François, former slave of Sébastien.
It’s poison, because the oxen that had been very strong in the morning, that had eaten well, fell dead the next day.
In the case of Sébastien, at the hearing, attempts were made to justify suspicions by the slave’s family connections, as stated by Félicien when he denounced him:
Félicien (quoted by Bellevue in his testimony).
The author of the poisonings you complain of is Sébastien. Sébastien is a sorcerer. His family stays on the Grande-Anse plantation, where there are sorcerers.

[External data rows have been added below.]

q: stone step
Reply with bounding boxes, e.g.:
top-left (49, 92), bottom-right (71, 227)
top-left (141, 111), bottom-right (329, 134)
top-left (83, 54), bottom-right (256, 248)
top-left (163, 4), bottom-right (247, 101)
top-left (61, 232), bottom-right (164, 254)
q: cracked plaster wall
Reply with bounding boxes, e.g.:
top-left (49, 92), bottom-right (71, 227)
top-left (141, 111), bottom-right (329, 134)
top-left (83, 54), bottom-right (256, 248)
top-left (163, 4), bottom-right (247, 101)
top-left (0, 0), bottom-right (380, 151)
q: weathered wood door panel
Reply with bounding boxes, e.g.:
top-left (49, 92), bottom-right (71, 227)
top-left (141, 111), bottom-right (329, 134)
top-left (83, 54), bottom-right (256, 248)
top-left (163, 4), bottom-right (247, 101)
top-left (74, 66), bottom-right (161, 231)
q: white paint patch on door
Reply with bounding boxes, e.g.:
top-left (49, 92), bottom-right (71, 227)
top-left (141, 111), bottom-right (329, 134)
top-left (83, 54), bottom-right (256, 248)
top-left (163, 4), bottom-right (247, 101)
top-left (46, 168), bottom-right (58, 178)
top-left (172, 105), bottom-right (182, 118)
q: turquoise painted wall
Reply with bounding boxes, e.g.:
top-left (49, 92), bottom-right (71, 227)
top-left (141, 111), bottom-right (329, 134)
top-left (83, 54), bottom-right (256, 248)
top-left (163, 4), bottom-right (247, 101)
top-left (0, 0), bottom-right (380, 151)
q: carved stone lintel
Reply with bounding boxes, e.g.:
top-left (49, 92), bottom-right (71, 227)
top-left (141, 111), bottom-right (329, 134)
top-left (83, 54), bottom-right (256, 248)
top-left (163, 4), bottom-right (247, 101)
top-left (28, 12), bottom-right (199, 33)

They know about poisons and “work” for Sébastien.
The same statements now reported by Louis:
I’ll tell you that Sébastien has a sister who, like him, frequented the sorcerers of the Grande-Anse plantation; that it could be that he was initiated into their secrets and everything they say in this evil country.”
Soon another theory emerged: still reeling from the undoubtedly resounding case of a Marie Galante slave convicted of poisoning, it was imagined that Sébastien might have been initiated by him.
Bellevue, Vallentin’s associate.
I questioned Sébastien, but had no evidence against him other than Félicien’s statement, and the idea that he had been a friend of the slave Pierre, who had been sentenced by the Criminal Court, in 1829, to hard labour for life for the crime of poisoning cattle.
Q.
Were you sure that Sébastien had been Pierre’s friend?
Bellevue.
I wasn’t certain, but I knew that Pierre had told the Assizes that one of the Balisier negroes had offered him a “job”. We know what that word means among Negroes.
Q.
But how did you realize that a negro could be a poisoner?
Bellevue.
These are things that one notices rather than explains, especially for me who’s not very articulate.